Katie CollinsSenior European Correspondent
Katie a UK-based news reporter and features writer. Officially, she is CNET's European correspondent, covering tech policy and Big Tech in the EU and UK. Unofficially, she serves as CNET's Taylor Swift correspondent. You can also find her writing about tech for good, ethics and human rights, the climate crisis, robots, travel and digital culture. She was once described a "living synth" by London's Evening Standard for having a microchip injected into her hand.
The meeting comes only a week after the UK suffered its fifth terrorist attack of 2017 in which 30 people were injured in an explosion on the London Underground. Groups like Daesh, another way of referring to the Islamic State, are accused by politicians of using the internet to radicalize terrorists and educate them on how to carry out attacks.
The British government, along with the EU and other political institutions, have repeatedly called upon internet companies to do more in the fight against terrorism. For their part, the companies have consistently tried to step up by funding research, establishing anti-extremism programs and putting artificial intelligence to work at identifying content automatically.
Twitter announced on Tuesday that in the first half of this year it had removed 299,649 accounts for the promotion of terrorism, 75 percent of which were pulled down before their first tweet.
"By funding experts like ISD, we hope to support sustainable solutions to extremism both online and offline," said Kent Walker, senior vice president for policy, legal, trust and safety at Google.org in a blog post. "We don't have all the answers, but we're committed to playing our part."
Walker will represent Google, as well as an industry body founded in June called the Global Internet Forum to Counter Terrorism, at the UN meeting on Wednesday.
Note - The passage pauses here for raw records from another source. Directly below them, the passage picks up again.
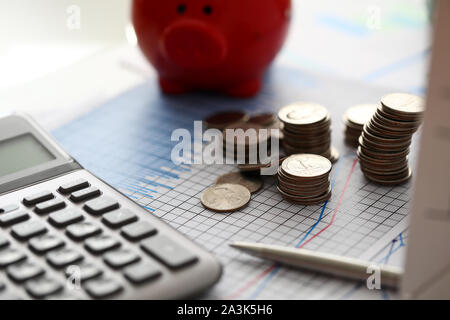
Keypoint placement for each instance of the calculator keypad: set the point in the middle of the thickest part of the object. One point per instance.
(97, 239)
(49, 206)
(36, 198)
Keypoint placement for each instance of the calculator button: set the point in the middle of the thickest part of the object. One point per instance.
(101, 205)
(50, 206)
(10, 256)
(63, 258)
(82, 230)
(27, 230)
(45, 243)
(102, 288)
(142, 272)
(121, 258)
(119, 218)
(8, 208)
(101, 244)
(168, 252)
(11, 218)
(73, 186)
(3, 242)
(84, 271)
(33, 199)
(24, 271)
(43, 287)
(64, 218)
(85, 194)
(138, 231)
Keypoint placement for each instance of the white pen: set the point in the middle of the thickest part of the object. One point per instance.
(340, 266)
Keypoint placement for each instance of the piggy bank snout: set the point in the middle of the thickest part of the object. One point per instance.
(193, 44)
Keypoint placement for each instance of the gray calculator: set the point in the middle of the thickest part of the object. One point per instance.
(66, 234)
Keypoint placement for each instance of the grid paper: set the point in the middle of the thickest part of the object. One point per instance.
(127, 143)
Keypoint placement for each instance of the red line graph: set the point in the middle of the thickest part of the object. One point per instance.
(269, 269)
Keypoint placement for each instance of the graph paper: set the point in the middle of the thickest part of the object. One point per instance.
(127, 142)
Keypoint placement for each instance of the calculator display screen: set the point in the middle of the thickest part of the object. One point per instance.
(22, 152)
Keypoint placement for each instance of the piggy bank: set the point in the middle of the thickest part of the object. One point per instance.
(212, 45)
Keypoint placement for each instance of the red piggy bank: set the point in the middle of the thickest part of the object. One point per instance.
(214, 45)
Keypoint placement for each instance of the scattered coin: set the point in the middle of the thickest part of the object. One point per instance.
(253, 183)
(306, 129)
(304, 179)
(355, 118)
(222, 119)
(385, 140)
(225, 197)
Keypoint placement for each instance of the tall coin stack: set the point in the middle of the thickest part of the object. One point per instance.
(354, 119)
(304, 179)
(306, 129)
(384, 143)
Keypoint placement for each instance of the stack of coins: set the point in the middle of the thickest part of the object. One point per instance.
(354, 119)
(306, 129)
(304, 179)
(250, 148)
(384, 143)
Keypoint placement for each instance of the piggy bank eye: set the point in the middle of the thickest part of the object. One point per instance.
(181, 8)
(207, 10)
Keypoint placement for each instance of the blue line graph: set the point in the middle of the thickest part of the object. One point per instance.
(385, 259)
(127, 141)
(278, 267)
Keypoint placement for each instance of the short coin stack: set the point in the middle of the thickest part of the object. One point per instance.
(306, 129)
(354, 119)
(304, 179)
(385, 140)
(239, 142)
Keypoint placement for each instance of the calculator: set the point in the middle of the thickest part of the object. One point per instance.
(66, 234)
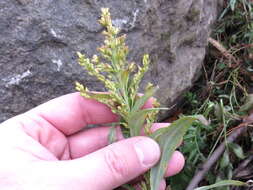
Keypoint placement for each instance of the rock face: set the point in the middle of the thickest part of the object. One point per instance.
(39, 41)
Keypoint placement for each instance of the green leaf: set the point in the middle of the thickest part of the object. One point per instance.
(237, 150)
(128, 187)
(248, 103)
(224, 160)
(222, 183)
(168, 139)
(136, 120)
(112, 137)
(143, 99)
(232, 4)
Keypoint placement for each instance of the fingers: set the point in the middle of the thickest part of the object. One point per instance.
(86, 142)
(71, 112)
(115, 164)
(90, 140)
(175, 164)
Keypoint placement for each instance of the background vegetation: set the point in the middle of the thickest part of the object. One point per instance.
(223, 96)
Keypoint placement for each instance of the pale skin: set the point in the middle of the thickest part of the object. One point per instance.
(46, 148)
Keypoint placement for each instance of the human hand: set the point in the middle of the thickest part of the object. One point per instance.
(46, 148)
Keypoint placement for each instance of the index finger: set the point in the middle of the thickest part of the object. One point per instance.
(72, 112)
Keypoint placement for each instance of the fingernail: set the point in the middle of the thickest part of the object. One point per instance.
(148, 151)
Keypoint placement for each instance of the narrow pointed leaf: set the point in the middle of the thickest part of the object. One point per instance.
(168, 142)
(222, 183)
(137, 119)
(112, 137)
(143, 99)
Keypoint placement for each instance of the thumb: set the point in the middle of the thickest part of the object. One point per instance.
(115, 164)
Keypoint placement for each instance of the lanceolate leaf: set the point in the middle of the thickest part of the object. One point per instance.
(136, 120)
(168, 140)
(222, 183)
(143, 99)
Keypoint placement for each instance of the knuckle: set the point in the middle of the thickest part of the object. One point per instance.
(116, 163)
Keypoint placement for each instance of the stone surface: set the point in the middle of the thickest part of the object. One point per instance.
(39, 41)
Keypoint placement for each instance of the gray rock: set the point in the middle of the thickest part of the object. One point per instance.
(39, 41)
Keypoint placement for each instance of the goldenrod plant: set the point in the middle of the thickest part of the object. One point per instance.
(122, 78)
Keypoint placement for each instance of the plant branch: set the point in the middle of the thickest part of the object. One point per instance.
(215, 156)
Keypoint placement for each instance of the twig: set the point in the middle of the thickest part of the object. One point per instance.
(224, 51)
(214, 157)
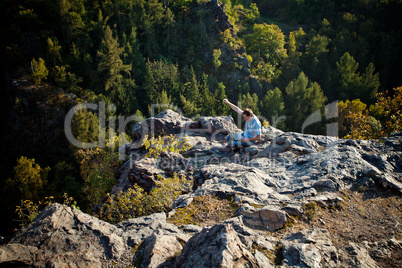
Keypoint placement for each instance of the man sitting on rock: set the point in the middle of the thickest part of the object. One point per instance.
(253, 128)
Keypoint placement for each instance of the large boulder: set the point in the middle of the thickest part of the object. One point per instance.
(246, 183)
(214, 125)
(297, 143)
(218, 246)
(309, 248)
(167, 122)
(66, 237)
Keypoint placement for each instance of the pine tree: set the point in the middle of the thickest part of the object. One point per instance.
(250, 101)
(207, 104)
(272, 105)
(40, 72)
(303, 98)
(220, 95)
(110, 63)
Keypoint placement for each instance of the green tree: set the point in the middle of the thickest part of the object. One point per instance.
(352, 84)
(29, 179)
(163, 101)
(85, 126)
(110, 63)
(272, 105)
(250, 101)
(315, 61)
(267, 42)
(208, 101)
(346, 108)
(303, 98)
(53, 51)
(162, 75)
(40, 72)
(220, 95)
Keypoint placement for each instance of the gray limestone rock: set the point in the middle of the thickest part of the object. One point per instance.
(309, 248)
(218, 246)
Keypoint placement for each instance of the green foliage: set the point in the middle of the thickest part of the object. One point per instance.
(40, 72)
(382, 119)
(345, 108)
(272, 105)
(135, 202)
(85, 126)
(250, 101)
(53, 51)
(353, 85)
(215, 58)
(28, 210)
(97, 168)
(267, 42)
(171, 143)
(220, 95)
(303, 98)
(29, 179)
(110, 63)
(310, 211)
(204, 209)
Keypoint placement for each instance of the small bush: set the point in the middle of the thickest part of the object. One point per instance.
(155, 146)
(135, 202)
(204, 209)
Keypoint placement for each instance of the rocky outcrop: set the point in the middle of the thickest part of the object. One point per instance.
(65, 237)
(309, 248)
(270, 183)
(219, 246)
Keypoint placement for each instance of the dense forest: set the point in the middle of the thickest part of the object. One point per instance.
(284, 59)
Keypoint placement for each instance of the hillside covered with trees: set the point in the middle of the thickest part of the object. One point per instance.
(285, 59)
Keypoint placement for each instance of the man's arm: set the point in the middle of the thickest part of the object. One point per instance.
(234, 107)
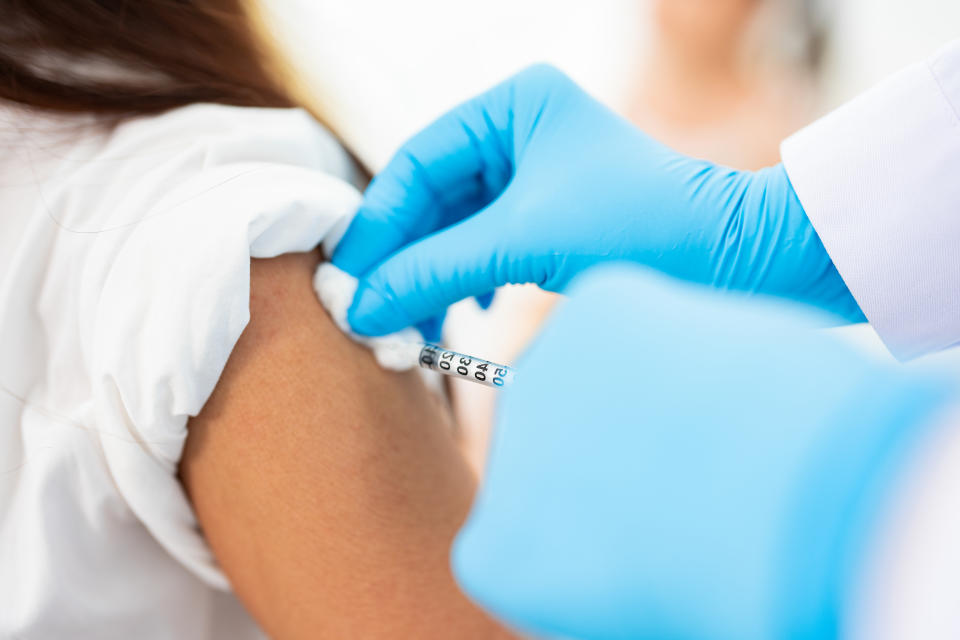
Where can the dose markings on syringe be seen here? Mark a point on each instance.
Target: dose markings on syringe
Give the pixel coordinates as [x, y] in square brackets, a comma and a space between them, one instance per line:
[459, 365]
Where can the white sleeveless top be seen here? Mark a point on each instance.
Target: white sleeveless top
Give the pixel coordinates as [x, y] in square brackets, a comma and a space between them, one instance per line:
[124, 285]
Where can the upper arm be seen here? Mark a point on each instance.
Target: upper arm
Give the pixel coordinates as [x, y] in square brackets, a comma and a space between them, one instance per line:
[329, 489]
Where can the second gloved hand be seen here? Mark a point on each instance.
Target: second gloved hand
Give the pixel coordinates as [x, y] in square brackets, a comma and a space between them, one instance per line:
[675, 463]
[534, 181]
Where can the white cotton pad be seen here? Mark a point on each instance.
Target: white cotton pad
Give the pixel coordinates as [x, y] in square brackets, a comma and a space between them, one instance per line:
[397, 351]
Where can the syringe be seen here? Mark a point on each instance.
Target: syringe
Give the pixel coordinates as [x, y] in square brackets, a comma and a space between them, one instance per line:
[459, 365]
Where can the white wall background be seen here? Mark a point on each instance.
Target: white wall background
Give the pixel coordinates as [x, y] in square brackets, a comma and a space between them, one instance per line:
[387, 67]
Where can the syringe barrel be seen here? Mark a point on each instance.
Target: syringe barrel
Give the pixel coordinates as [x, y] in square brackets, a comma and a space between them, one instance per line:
[459, 365]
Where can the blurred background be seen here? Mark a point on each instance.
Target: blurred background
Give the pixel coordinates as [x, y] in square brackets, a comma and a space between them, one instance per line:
[725, 80]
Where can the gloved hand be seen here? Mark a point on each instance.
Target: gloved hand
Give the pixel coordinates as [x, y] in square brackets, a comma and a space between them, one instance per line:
[534, 181]
[673, 462]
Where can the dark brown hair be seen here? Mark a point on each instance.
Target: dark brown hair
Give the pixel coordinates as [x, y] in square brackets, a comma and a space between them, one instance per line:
[135, 56]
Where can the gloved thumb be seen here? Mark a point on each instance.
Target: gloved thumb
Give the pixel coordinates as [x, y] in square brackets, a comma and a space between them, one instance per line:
[423, 279]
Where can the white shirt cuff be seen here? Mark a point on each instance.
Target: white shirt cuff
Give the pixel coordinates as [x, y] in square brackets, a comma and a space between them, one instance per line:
[879, 179]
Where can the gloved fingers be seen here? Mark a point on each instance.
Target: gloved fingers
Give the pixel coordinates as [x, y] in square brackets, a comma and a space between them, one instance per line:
[432, 328]
[448, 171]
[485, 300]
[426, 277]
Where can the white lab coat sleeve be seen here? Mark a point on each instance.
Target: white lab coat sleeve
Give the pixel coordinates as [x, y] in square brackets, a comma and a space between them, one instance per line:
[879, 179]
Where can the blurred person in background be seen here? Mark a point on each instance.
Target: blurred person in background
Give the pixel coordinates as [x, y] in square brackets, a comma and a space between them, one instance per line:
[179, 418]
[727, 80]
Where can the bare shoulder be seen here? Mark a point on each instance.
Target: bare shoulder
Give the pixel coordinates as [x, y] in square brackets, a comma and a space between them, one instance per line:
[329, 489]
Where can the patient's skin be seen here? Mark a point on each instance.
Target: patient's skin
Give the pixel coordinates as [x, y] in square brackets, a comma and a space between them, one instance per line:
[329, 489]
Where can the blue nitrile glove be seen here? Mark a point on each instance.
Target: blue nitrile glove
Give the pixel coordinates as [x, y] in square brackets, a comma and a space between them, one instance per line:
[677, 463]
[535, 180]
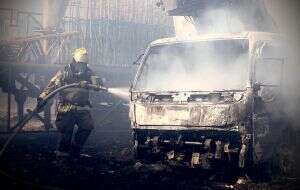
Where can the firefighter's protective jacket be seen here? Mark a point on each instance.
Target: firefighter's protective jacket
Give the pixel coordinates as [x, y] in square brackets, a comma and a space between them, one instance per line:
[72, 98]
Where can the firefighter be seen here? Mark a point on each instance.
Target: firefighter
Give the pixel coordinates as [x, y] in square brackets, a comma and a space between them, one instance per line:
[74, 105]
Along with representatives from Facebook and Microsoft, he will hear May call for a new target of one to two hours for removing terrorist material from the web -- this being the period in which most material is disseminated.
"Terrorist groups are aware that links to their propaganda are being removed more quickly, and are placing a greater emphasis on disseminating content at speed in order to stay ahead," the British prime minister will say.
The EU established a code of conduct earlier this year that the internet companies signed, promising to pull down illegal content within 24 hours of it being posted. Last week the European Commission was reported to be considering legislating on the issue if it wasn't happy with the progress made by spring 2018.
"Industry needs to go further and faster in automating the detection and removal of terrorist content online, and developing technological solutions which prevent it being uploaded in the first place," May will say on Wednesday. "This is a global problem that transcends national interests."